5 Insurance Myths Small Businesses Need To Stop Believing In Now

64% of all new jobs in the United States come from small businesses. 31.7 million small businesses are registered in the US and these create 1.5 million jobs. Around 15 million Americans work full-time for their own business. Small businesses in the US occupy 30-50% of all commercial space.


These small businesses are distributed across various industries with specific risks and challenges associated with each. Insurance is, of course, a prime necessity for all small businesses to protect themselves from damages and financial losses.


Small business owners have many questions about insurance. And of course, it’s possible to provide reasoned answers to questions as we have here.
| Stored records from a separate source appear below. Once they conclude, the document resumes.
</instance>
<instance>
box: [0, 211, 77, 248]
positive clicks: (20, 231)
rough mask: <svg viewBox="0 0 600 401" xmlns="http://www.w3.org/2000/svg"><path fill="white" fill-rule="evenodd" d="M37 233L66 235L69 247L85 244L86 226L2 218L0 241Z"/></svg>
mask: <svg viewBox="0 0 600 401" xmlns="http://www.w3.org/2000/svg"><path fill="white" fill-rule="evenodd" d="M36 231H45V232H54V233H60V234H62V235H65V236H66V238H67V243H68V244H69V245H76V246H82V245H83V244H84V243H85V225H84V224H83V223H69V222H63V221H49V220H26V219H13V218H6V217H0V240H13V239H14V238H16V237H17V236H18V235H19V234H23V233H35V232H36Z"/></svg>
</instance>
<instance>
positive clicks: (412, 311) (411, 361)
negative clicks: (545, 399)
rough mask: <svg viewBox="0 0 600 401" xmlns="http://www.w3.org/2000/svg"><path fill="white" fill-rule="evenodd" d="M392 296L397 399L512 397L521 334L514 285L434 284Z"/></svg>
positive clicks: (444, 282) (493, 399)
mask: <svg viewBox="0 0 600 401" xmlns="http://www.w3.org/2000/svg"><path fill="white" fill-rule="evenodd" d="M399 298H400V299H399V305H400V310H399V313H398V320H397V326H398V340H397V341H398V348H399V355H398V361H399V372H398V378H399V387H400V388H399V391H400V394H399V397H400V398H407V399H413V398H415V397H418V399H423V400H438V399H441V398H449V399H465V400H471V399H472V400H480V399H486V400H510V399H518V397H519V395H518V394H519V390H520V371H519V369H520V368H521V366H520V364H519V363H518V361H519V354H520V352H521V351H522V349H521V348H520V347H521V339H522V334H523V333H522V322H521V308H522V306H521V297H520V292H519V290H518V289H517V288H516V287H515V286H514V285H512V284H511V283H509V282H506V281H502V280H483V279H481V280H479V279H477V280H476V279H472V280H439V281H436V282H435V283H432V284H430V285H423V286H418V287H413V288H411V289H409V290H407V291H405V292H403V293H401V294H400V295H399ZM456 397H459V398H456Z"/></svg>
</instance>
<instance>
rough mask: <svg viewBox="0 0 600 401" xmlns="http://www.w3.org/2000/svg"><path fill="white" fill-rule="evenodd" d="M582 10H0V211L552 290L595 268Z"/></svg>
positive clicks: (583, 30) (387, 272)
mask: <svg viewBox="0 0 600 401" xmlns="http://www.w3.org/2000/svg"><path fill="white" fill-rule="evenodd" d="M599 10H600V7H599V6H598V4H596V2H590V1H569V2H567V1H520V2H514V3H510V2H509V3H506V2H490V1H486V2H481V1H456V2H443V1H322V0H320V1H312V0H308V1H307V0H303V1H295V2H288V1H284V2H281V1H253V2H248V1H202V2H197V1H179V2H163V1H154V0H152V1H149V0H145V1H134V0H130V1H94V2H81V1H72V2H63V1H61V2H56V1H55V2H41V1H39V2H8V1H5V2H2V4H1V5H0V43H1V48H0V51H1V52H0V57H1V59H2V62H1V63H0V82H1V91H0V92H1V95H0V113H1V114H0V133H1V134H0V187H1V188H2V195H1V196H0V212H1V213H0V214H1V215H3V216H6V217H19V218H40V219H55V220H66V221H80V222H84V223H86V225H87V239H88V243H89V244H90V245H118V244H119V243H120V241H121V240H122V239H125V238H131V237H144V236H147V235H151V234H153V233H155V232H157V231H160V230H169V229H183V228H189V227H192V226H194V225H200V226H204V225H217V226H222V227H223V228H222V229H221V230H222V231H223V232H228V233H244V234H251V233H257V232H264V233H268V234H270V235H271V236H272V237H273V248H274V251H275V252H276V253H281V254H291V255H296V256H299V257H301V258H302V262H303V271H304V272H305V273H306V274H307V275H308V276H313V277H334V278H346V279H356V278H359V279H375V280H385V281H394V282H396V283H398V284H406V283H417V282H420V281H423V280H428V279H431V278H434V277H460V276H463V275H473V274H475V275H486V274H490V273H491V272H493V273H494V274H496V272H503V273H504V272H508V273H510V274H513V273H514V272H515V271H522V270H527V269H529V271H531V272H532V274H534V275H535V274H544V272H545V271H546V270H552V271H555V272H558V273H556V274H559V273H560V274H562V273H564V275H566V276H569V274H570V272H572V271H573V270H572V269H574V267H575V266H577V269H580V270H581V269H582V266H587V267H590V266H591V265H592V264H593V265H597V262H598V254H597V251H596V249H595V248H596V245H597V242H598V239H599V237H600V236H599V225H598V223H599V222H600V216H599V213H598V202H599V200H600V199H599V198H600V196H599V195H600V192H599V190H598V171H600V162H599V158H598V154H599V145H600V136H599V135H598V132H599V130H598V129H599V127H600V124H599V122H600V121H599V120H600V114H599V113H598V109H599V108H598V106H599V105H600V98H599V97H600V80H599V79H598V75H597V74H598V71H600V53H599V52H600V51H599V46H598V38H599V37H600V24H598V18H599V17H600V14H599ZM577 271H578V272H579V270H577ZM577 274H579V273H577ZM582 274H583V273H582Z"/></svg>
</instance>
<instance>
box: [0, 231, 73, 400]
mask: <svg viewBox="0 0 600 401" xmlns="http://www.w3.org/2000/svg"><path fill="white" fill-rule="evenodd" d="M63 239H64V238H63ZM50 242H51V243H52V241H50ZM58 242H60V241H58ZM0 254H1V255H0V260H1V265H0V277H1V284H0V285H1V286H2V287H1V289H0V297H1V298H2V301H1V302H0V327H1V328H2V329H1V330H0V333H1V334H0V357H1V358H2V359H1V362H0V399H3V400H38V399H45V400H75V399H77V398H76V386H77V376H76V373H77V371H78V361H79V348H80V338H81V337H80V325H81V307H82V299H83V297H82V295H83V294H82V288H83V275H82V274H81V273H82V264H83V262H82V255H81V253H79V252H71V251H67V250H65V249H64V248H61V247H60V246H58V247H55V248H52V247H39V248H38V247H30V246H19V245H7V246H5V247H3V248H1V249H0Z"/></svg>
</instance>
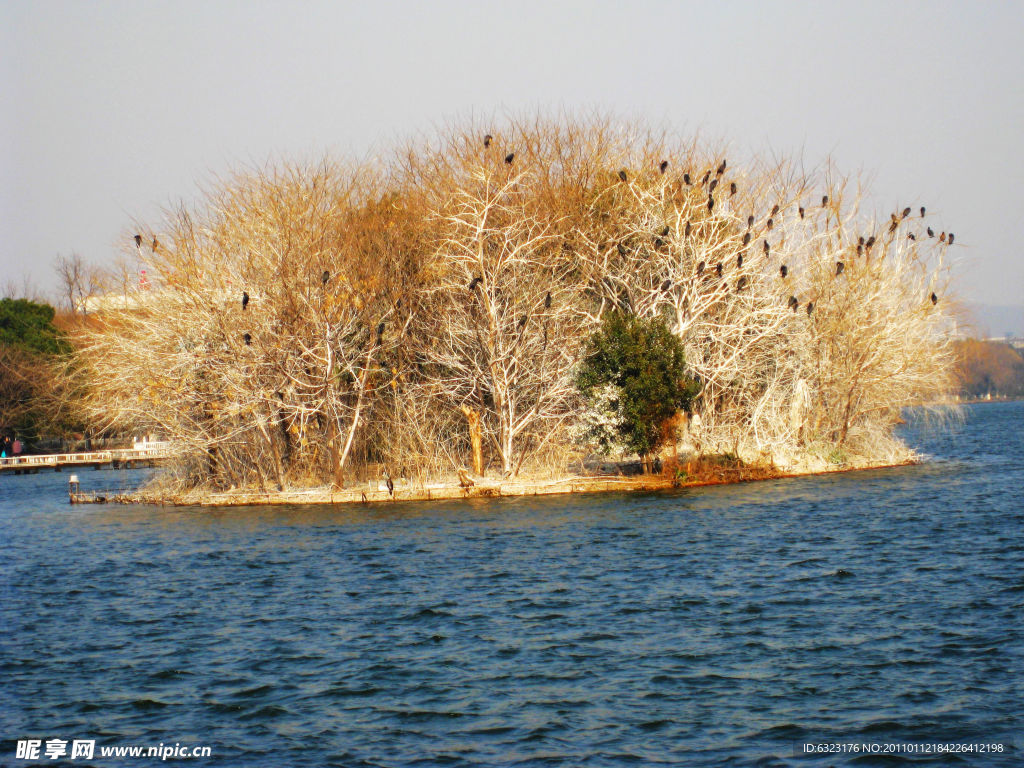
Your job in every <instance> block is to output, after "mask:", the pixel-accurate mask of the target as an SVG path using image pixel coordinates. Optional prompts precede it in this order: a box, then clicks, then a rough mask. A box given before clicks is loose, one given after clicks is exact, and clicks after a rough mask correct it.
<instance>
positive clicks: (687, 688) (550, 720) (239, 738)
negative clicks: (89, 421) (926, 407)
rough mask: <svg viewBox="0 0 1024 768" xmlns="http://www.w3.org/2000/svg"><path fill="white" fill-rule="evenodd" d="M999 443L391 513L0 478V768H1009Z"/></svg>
mask: <svg viewBox="0 0 1024 768" xmlns="http://www.w3.org/2000/svg"><path fill="white" fill-rule="evenodd" d="M1022 433H1024V403H1020V402H1013V403H991V404H989V403H985V404H979V406H971V407H968V408H967V409H966V412H965V419H964V421H963V423H959V424H955V425H953V427H952V428H951V429H946V430H940V431H935V430H933V429H930V428H929V427H928V426H927V425H925V424H923V423H921V422H919V421H916V420H914V419H912V418H911V420H910V424H909V425H908V426H907V427H906V428H905V430H904V434H905V436H906V438H907V439H908V440H909V441H910V442H911V444H913V445H915V446H916V447H919V450H921V451H922V452H924V453H926V454H927V455H928V456H929V457H930V458H929V460H928V461H927V462H926V463H924V464H922V465H919V466H913V467H906V468H900V469H888V470H876V471H866V472H852V473H844V474H836V475H829V476H818V477H805V478H795V479H784V480H776V481H767V482H756V483H746V484H740V485H730V486H718V487H709V488H694V489H687V490H680V492H676V493H662V494H647V495H592V496H578V497H571V498H568V497H564V498H558V497H548V498H544V499H513V500H494V501H480V502H461V503H453V502H445V503H435V504H417V505H406V504H401V503H393V504H386V505H371V506H366V507H362V506H360V507H338V508H331V507H327V506H315V507H251V508H236V509H217V510H204V509H199V508H173V507H163V508H162V507H124V506H116V505H101V506H70V505H69V504H68V503H67V478H68V475H67V474H66V473H44V474H38V475H28V476H12V475H4V476H0V541H2V542H3V547H2V550H0V597H2V603H0V627H2V637H0V738H2V742H0V766H7V765H11V766H13V765H30V763H29V762H27V761H24V760H16V759H15V742H16V741H17V740H18V739H27V738H39V739H41V740H43V741H44V742H45V740H46V739H50V738H61V739H68V740H69V741H71V740H72V739H75V738H85V739H95V740H96V743H97V757H96V758H95V759H94V760H93V761H91V762H87V761H83V760H81V759H79V760H76V761H67V762H59V761H47V760H41V761H39V764H46V765H54V764H67V765H85V764H89V765H96V766H113V765H134V766H141V765H156V764H158V763H160V762H161V761H160V760H158V759H156V758H148V759H146V758H139V759H134V760H129V759H116V758H103V759H100V758H98V745H103V744H106V745H117V744H153V745H156V744H158V743H165V744H173V743H181V744H188V745H209V746H211V750H212V756H211V757H210V758H205V759H195V760H189V761H178V763H177V764H188V765H196V766H246V767H253V766H257V767H258V766H273V767H278V766H318V765H325V766H326V765H331V766H352V767H356V766H634V765H642V766H646V765H652V766H657V765H665V766H719V765H721V766H744V765H750V766H788V765H799V766H804V765H858V766H859V765H865V766H868V765H903V764H907V765H909V764H913V765H918V764H933V765H1020V764H1022V762H1024V754H1022V752H1021V749H1022V748H1024V743H1021V742H1020V734H1021V724H1022V718H1021V715H1022V711H1024V703H1022V700H1024V684H1022V681H1024V653H1022V651H1024V644H1022V634H1024V633H1022V622H1024V620H1022V616H1024V537H1022V522H1024V501H1022V497H1024V437H1022ZM79 474H80V476H81V478H82V481H83V485H84V486H85V488H90V487H91V488H98V487H112V486H116V485H119V484H131V483H134V482H138V481H139V480H140V479H141V478H142V477H143V476H144V471H126V472H118V471H99V472H97V471H92V470H86V471H83V472H80V473H79ZM807 741H813V742H831V743H853V742H856V743H894V742H914V743H918V744H929V743H950V742H958V743H975V744H992V743H1001V744H1004V750H1002V752H1001V753H984V754H980V753H962V754H955V755H953V754H944V755H934V754H933V755H916V756H910V755H902V756H896V757H888V758H884V757H880V756H864V755H853V754H845V755H844V754H831V755H817V756H815V755H806V754H804V752H803V749H804V748H803V746H802V744H803V743H804V742H807ZM169 762H174V761H169Z"/></svg>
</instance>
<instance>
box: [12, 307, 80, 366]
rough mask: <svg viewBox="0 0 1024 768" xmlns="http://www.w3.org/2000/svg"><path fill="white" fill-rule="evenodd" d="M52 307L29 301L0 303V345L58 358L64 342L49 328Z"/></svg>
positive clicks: (63, 352)
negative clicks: (16, 348)
mask: <svg viewBox="0 0 1024 768" xmlns="http://www.w3.org/2000/svg"><path fill="white" fill-rule="evenodd" d="M53 314H54V312H53V307H51V306H50V305H49V304H40V303H37V302H35V301H30V300H29V299H0V345H5V346H11V347H15V348H17V349H20V350H23V351H27V352H35V353H41V354H62V353H66V352H68V351H69V346H68V342H67V341H66V340H65V338H63V336H62V335H61V333H60V332H59V331H58V330H57V329H56V327H54V325H53Z"/></svg>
But what to do about the myths that exist around the insurance requirements, types, and needs for small businesses?


It’s time for some myth-busting!


Top 5 insurance myths

Worker’s Compensation Insurance is not needed if the company has only one employee

It is mandatory to acquire worker’s compensation insurance for all businesses in many of the states in the US.


There is an inherent lack of clarity on the worker’s compensation insurance. It is often believed by sole proprietors that this particular insurance coverage is not necessary for their business as there are no other employees deployed in the company. This; however, is not true. Some states in the US do not require worker’s compensation insurance for contract workers but it is mandatory for all the full-time and part-time employees irrespective of the number of employees in the firm. Different states have different laws and regulations on the insurance type. Do get information from a trusted insurance advisor about the applicable laws based on the norms defined by your state.


Insurance is not relevant while working at the client’s location and while using client equipment

Small business owners sometimes believe that insurance like property insurance is not required while they work at a customer’s location using the client’s equipment. This is not always true. Terms and conditions can vary as per the clauses included in the client’s contract. Some clients may provide coverage for damages on the site while some may choose not to provide any coverage. This is why a need may arise for appropriate insurance cover. It is important to discuss the applicable terms rather than make assumptions.


Insurance is required for individual client contracts

Many businesses assume that specific insurance is needed for every client contract. However, in many cases, wider business insurance policies are enough for multiple client contracts. That said, some specific insurance types may require renewal for every new client. For instance, customer jobs with higher complexities and risks may need supplemental insurance. It is always advisable to verify and validate the insurance policies and terms as you add new customers. Usually, most of the policies define the terms and services included very broadly. Changes in the insurance requirements occur with the addition of new services or changes in the business location, and similar alterations.


When sued, shutting the business will save you from a lawsuit

Small businesses are not immune to making mistakes and errors in their business operations. Customers or stakeholders can sue the businesses claiming damage due to negligence in such events.


Many small business owners believe that shutting down the business will automatically dissolve the legal charges. However, courts do not consider the current operational status of the business. They consider the state of business operations at the time of the issue. Small business owners may end up having to make settlements from their accumulated assets if the suit goes against them even though the business may no longer be operational.


Business coverage is not required if the business is run from home

With technological advancements, many entrepreneurs are running their small businesses without any commercial office setup. The businesses run online with the business owner’s home registered as the business address. Remote work culture has further increased after the outbreak of the Covid-19 pandemic. These factors have increased home-based business registrations. It is, however, possible that business-related damages can take place in these home offices. Home insurance policies do not provide coverage to such events and damages.


General liability insurance can offer home-based business owners protection from basic issues and damages. For example, these will cover basic business property, such as laptops, specialized tools, and other computing gadgets. Some of the injuries the clients may suffer or the incidents in the home office are also covered by general liability insurance.


To Sum it Up

Insurance is a necessity for every business type irrespective of its domain, size, scale, and nature of activities. The consequences of not taking insurance can also be severe for small businesses. That’s why small business owners must take the time to discuss their specific needs with their insurance agents. Clarity on the insurance needs and applicable terms is crucial and this will help these businesses stay safe and protected.